Ocheze Joseph                                                                                           Lecturer                                                                                         ocheze.joseph@vanderbilt.edu

Ocheze Joseph has served as an elementary school based administrator for the past 12 years, serving diverse populations such as high poverty, high English language learners, and gifted and talented. Prior to administration, Ocheze taught students in grades K-6, was a Title I teacher, Reading Specialist, and Staff Development teacher. She holds an Ed.D. from the University of Maryland, as well as an M.S.Ed from Johns Hopkins University. Currently, Ocheze teaches courses to students in both the undergraduate and graduate reading programs. Dr.
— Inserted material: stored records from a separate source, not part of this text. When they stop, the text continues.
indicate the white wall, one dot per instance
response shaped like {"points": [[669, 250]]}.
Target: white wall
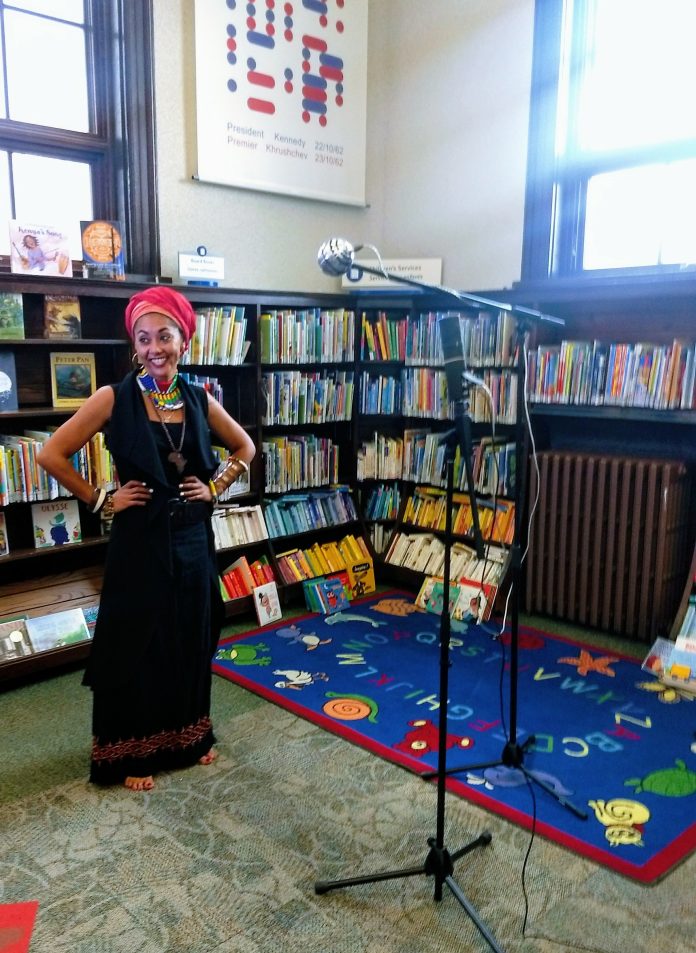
{"points": [[448, 91]]}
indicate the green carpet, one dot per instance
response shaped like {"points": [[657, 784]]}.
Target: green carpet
{"points": [[224, 859]]}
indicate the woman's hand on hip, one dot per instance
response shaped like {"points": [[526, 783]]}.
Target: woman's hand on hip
{"points": [[133, 493], [193, 490]]}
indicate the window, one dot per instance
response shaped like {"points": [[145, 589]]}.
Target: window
{"points": [[77, 120], [612, 162]]}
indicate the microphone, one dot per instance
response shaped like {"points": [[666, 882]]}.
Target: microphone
{"points": [[336, 256]]}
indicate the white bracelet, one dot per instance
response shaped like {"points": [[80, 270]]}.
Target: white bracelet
{"points": [[100, 501]]}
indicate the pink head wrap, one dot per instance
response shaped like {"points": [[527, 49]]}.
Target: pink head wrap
{"points": [[162, 300]]}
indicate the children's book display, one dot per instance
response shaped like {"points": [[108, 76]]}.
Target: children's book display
{"points": [[267, 603], [11, 316], [56, 523], [73, 378], [469, 601], [102, 249], [327, 595], [14, 639], [674, 663], [62, 317], [57, 630], [39, 250], [8, 381]]}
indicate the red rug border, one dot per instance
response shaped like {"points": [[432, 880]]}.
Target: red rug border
{"points": [[658, 865]]}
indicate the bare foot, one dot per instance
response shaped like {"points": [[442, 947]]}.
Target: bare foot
{"points": [[140, 784]]}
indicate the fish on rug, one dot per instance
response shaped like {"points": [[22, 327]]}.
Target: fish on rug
{"points": [[608, 738]]}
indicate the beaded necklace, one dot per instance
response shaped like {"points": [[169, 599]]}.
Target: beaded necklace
{"points": [[165, 395]]}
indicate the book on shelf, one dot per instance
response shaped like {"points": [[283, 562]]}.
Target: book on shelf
{"points": [[103, 249], [56, 523], [4, 542], [8, 381], [673, 663], [325, 595], [58, 629], [90, 613], [11, 316], [62, 317], [15, 642], [267, 603], [39, 250], [242, 570], [73, 378], [469, 601]]}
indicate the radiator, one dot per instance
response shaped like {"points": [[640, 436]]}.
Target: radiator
{"points": [[607, 546]]}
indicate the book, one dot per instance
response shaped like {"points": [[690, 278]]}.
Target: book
{"points": [[39, 250], [267, 603], [58, 629], [102, 249], [8, 381], [4, 544], [62, 317], [56, 523], [14, 639], [11, 316], [332, 594], [73, 378]]}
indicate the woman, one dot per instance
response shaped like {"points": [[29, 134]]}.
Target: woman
{"points": [[160, 609]]}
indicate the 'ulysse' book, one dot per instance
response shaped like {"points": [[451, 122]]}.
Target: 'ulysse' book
{"points": [[56, 523]]}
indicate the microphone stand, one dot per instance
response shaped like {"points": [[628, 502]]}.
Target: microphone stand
{"points": [[439, 862], [513, 753]]}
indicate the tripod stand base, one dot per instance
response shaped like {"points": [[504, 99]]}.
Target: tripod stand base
{"points": [[438, 864]]}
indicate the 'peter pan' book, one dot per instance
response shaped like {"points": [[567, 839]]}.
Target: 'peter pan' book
{"points": [[73, 378]]}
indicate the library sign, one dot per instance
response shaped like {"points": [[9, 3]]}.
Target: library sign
{"points": [[281, 93]]}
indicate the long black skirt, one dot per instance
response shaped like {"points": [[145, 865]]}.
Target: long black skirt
{"points": [[161, 720]]}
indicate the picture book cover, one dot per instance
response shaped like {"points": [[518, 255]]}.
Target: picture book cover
{"points": [[14, 639], [468, 601], [57, 630], [102, 249], [11, 316], [62, 317], [73, 378], [4, 543], [56, 523], [333, 595], [39, 250], [8, 381], [267, 603]]}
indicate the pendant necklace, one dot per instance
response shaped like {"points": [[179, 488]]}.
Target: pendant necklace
{"points": [[176, 456]]}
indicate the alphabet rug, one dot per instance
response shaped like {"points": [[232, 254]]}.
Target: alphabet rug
{"points": [[611, 770]]}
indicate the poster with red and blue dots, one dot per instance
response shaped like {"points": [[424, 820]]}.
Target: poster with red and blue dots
{"points": [[281, 90]]}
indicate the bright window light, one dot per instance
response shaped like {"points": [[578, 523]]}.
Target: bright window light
{"points": [[642, 216]]}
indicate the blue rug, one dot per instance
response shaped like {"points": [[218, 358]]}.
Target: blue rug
{"points": [[608, 737]]}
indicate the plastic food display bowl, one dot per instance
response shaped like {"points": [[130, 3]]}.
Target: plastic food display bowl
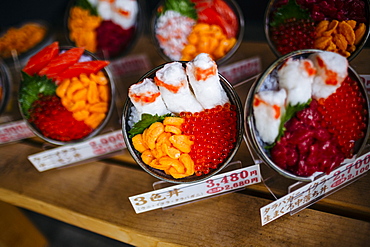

Joseph is passionate about issues of equity in education and ensuring that our most vulnerable students receive high quality instruction.  Her research interests include language acquisition, early childhood education, struggling readers, family involvement and school improvement planning.

Curriclum Vitae

  

Emily Phillips-Galloway Emily Phillips Galloway                                                           Assistant  Professor                                                                                 emily.phillips.galloway@vanderbilt.edu                                       

Emily Phillips Galloway is an assistant professor at Vanderbilt University’s Peabody School of Education. She holds an Ed.D. from the Harvard Graduate School of Education, as well as an M.S.Ed. and B.A. from the University of Pennsylvania. Before beginning her doctoral studies, Phillips Galloway was a Michael Pressley Memorial Fellow at the Benchmark School in Media, PA where she taught adolescent struggling readers in grades 6, 7 and 8 and served as a reading specialist. Currently, Phillips Galloway’s research, which includes quantitative and qualitative studies, explores the relationships between academic language development and reading skill in adolescent learners with a particular focus on English Learners. Her work has been featured in Reading Research Quarterly, Applied Psycholinguistics and Reading and Writing: An Interdisciplinary Journal. With a commitment to advancing research-practice partnerships, she has also worked with teachers, school leaders, and administrators in two of the largest urban districts in the United States. The fundamentals and lessons learned from this work are featured in a recent book entitled, Advanced Literacy Instruction in Linguistically Diverse Settings: A Guide for School Leaders, co-authored with Nonie Lesaux and Sky Marietta. This book offers a blueprint for leading advanced literacy instruction in linguistically diverse settings. Her areas of specialization include educational linguistics, language and reading development, reading difficulty, and English Learners.

 Curriculum Vitae

 

Summer WoodSummer Wood                                                                     swood@fhjenkins.net

Dr. Summer Wood is currently the principal of F. H. Jenkins Preparatory School in North Nashville, TN. This is the oldest African American private school in Middle Tennessee. Summer has been an educator for over 10 years now. She has worked as an elementary literacy teacher, instructional coach, and educational consultant. Her research interests are centered on critical literacy, with an emphasis on the reading experiences of young Black male readers. In an effort to continue to be a part of the training of our future and current teaching force, Summer also works as an adjunct professor.